> I fully expect AMD to release 128-core CPUs once they're on that process. A qu...

jlokier · on July 30, 2020

Even if you have 1024 separate processes not sharing much of anything, there are still locks in the kernel running them.

For example, a pair of threads (inside one of those 1024 processes) synchronising with each other will often go through the kernel to do so. In Linux this uses the futex syscall; Windows etc have similar. If to do that the kernel takes a lock that is shared with other processes, even if just for a moment, even if it's hashed on address and memory space, even if it's a spinlock and there's little contention, that lock causes memory traffic between multiple cores and separate processes.

Same for processes that are reading the same files as other processes, or (for example) running in the same directory when doing path lookups. There's a lot of work done in Linux to keep this scalable (RCU), but it's easy to hit scaling barriers that nobody has tested or designed for yet. Once 1024 core CPUs are common, of course the kernel will be optimised for that.

scottlamb · on July 30, 2020

Yes, I included the kernel in my list of things that are desirable to scale well for that reason.

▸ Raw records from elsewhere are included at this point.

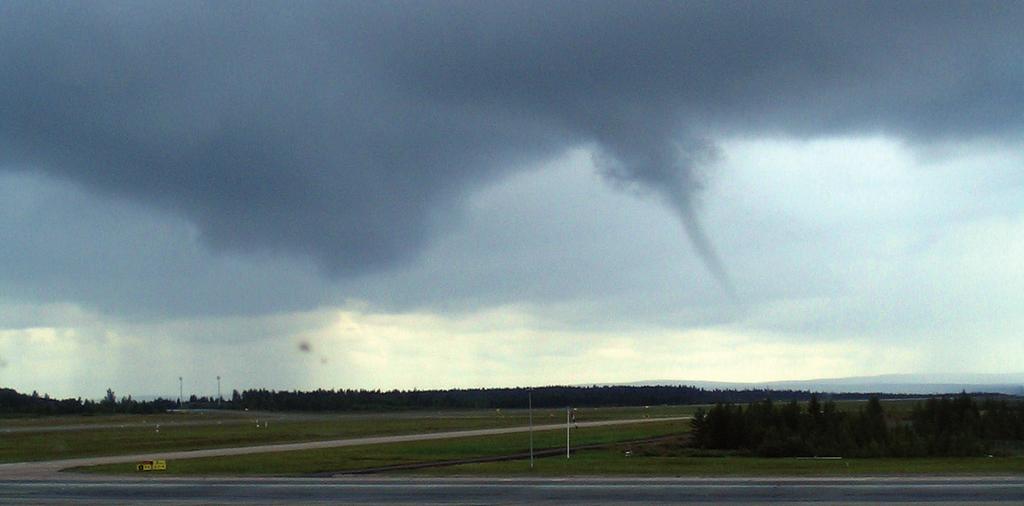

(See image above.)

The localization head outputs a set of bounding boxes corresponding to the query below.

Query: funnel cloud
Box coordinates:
[0,1,1024,292]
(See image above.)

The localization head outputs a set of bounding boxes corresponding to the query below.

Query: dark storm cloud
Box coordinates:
[0,1,1024,283]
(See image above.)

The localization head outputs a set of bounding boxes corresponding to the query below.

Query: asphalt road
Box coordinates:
[0,417,691,480]
[0,477,1024,504]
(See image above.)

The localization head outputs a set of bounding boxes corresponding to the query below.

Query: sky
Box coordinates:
[0,0,1024,397]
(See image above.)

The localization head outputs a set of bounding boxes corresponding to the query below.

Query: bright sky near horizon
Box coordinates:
[0,1,1024,397]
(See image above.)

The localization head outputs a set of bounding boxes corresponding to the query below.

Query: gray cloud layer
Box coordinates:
[0,1,1024,280]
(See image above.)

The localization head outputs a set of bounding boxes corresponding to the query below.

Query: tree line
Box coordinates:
[691,393,1024,457]
[0,385,921,415]
[0,388,178,415]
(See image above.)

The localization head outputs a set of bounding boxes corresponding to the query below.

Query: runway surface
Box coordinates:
[0,417,691,479]
[0,477,1024,504]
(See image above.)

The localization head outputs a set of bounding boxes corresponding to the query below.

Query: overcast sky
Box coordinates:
[0,1,1024,397]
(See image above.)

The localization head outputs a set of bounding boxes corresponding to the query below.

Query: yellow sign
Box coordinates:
[135,460,167,471]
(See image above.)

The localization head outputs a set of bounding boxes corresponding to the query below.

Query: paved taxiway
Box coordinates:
[0,417,691,479]
[0,477,1024,504]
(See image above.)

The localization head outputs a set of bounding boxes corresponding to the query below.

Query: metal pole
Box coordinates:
[565,406,569,459]
[528,388,534,469]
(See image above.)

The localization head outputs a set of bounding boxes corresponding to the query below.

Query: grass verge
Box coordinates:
[72,421,689,475]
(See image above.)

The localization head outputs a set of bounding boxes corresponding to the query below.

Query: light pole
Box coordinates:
[565,406,570,460]
[527,388,534,469]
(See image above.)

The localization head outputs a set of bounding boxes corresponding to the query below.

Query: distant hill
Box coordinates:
[616,373,1024,395]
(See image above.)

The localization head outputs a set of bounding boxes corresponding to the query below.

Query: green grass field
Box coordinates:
[0,407,693,462]
[75,421,689,475]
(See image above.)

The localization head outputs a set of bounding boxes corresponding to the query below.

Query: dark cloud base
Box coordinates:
[0,1,1024,284]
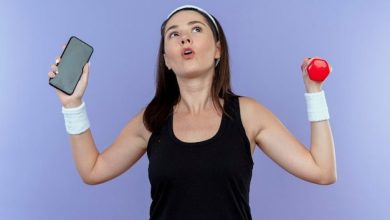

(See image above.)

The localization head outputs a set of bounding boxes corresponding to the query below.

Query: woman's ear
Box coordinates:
[214,41,221,59]
[163,53,172,70]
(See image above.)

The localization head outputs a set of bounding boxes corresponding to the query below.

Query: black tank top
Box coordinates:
[147,96,253,220]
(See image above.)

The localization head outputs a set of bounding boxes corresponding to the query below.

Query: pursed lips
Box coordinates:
[181,48,195,59]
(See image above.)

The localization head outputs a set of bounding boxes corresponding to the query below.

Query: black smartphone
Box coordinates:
[49,36,93,95]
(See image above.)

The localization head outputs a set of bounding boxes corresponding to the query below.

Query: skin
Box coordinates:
[48,11,337,185]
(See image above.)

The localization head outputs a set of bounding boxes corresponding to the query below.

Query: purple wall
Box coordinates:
[0,0,390,220]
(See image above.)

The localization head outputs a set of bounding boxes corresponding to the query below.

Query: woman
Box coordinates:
[49,5,336,220]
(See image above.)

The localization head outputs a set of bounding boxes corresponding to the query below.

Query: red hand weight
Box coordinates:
[307,59,330,81]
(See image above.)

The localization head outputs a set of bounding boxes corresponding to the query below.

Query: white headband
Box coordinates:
[167,5,219,35]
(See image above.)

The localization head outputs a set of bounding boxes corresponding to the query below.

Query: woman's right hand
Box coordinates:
[48,50,89,108]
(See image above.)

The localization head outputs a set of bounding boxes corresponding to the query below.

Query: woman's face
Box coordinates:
[164,10,220,77]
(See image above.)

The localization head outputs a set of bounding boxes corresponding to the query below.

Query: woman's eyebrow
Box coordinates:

That said, in some cases I don't think it's strictly necessary for even the kernel to scale well as long as you have a hypervisor that does. It's not unusual to deploy software in VMs on a cluster. Having more, smaller VMs per machine is a way to handle poor kernel scalability, just as I suggested for the web application server. VMs are higher-overhead than multiple containers on a single kernel, so this wouldn't be my first choice, but many people use VMs anyway.